Fighting to keep the heaving of his own stomach in check, Dallen drew a suction cleaner pipe out of the wall and used it to hunt down every slow-drifting globule. It took him another five minutes to clean himself and change his clothes, by which time his thoughts were turning away from his domestic troubles and towards truly macroscopic issues. As soon as the flickerwing drive had been deactivated the Hawkshead would have been able to enter radio contact with Orbitsville and request some kind of official explanation for what had happened to the shell. Presumably Captain Lessen already had the information, but — disturbingly — there had been no general announcement.

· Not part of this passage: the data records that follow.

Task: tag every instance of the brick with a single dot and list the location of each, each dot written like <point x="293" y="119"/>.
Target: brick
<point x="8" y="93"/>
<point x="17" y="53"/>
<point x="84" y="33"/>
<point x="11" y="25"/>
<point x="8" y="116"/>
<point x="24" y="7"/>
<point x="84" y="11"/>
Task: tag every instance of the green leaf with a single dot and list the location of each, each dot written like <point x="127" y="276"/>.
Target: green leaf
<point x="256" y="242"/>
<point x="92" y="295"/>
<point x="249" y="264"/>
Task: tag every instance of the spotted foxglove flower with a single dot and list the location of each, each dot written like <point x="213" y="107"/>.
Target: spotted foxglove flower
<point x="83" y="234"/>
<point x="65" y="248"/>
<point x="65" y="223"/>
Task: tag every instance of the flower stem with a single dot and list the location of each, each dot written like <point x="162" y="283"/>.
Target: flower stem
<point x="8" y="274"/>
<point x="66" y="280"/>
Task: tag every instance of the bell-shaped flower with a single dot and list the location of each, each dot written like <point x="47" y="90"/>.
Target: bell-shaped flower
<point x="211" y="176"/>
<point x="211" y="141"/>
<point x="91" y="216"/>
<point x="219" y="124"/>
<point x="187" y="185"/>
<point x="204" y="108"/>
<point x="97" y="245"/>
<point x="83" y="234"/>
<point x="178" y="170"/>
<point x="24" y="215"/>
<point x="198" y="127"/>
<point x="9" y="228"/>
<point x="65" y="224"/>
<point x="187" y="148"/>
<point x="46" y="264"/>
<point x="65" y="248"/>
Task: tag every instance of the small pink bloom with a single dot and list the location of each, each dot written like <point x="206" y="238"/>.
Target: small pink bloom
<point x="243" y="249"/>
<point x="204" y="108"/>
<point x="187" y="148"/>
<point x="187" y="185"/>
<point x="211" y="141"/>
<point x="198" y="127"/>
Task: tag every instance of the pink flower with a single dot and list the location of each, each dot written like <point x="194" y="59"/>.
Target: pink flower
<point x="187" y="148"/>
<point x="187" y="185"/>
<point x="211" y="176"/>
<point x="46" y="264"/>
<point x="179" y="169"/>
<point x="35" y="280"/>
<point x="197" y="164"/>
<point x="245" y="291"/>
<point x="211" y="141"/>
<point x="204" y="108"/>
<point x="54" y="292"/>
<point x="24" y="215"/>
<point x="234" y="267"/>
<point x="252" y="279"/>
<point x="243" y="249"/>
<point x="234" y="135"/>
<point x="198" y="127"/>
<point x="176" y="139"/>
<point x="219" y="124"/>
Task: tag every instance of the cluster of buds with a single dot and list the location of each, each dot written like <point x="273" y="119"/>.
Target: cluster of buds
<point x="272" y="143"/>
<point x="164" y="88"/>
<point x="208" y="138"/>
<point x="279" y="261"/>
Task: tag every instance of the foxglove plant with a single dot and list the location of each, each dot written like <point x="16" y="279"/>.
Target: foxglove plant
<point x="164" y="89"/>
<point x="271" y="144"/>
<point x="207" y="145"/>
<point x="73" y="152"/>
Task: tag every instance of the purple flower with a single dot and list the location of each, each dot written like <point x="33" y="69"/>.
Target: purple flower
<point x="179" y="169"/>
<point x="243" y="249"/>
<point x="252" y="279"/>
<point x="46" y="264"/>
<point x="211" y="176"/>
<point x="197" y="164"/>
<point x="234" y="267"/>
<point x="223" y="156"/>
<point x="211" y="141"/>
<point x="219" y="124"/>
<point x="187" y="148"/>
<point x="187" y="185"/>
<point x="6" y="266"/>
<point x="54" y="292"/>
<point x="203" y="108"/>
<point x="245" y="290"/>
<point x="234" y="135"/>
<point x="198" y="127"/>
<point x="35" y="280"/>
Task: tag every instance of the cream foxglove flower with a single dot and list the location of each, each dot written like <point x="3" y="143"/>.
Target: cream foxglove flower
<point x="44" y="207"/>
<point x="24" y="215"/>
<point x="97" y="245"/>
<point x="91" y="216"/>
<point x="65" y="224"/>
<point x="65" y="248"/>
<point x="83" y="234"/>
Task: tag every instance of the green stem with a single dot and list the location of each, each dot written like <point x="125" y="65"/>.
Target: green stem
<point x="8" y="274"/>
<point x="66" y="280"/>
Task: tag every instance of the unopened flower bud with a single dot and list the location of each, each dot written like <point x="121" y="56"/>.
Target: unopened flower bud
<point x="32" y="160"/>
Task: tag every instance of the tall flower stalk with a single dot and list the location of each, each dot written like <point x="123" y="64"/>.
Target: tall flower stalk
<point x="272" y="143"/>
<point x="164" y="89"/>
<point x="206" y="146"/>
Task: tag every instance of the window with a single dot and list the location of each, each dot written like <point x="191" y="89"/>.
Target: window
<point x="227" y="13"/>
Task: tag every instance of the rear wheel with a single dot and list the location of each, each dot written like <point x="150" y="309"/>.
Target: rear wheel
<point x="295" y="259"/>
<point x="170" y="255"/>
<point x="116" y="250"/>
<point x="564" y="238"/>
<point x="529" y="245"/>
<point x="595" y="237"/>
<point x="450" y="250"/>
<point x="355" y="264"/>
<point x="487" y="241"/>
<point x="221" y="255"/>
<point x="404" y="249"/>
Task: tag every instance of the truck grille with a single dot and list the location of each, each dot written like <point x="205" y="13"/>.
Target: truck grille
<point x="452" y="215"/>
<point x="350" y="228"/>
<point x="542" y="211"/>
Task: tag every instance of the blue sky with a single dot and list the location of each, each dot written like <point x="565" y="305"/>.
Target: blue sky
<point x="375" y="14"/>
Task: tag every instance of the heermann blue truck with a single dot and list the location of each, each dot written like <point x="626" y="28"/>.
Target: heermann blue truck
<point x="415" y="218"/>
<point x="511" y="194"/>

As one who had been born on Orbitsville, Dallen was anxious for that explanation. For him the sight of the inconceivable expanse of green fire, like a boundless ocean alive with noctilucence, had been the emotional equivalent of a severe earthquake. He had grown up on the Big O, had a primitive unquestioning faith in its permanence and immutability — and now the unthinkable was happening. Tendrils of new ideas were trying to worm their way into his mind and were making him afraid in a way that he had never known before, and it was a process he could not allow to continue. As the minutes dragged by without any word from Lessen his unease and impatience grew more intense. Finally, and not without a twinge of guilt, he took a double-dose hypopad from a locker and placed it on his thumb. He went to Cona and, while overtly trying to make her more comfortable, pressed his thumb against her wrist and fired a cloud of sedative into her bloodstream. As soon as the drug had begun to take effect, rendering her drowsy and passive, he clipped the zero-G webbing across the yielding plumpness of her body and with a reassuring word to Mikel left the cabin.
The standard-issue magnetic stirrups he had fitted to his shoes made walking difficult at first, but by the time he reached the control deck he was moving with reasonable confidence. He found Lessen, Renard and a small group of the ship's officers gathered in front of the view panels, most of which showed luminous green horizons.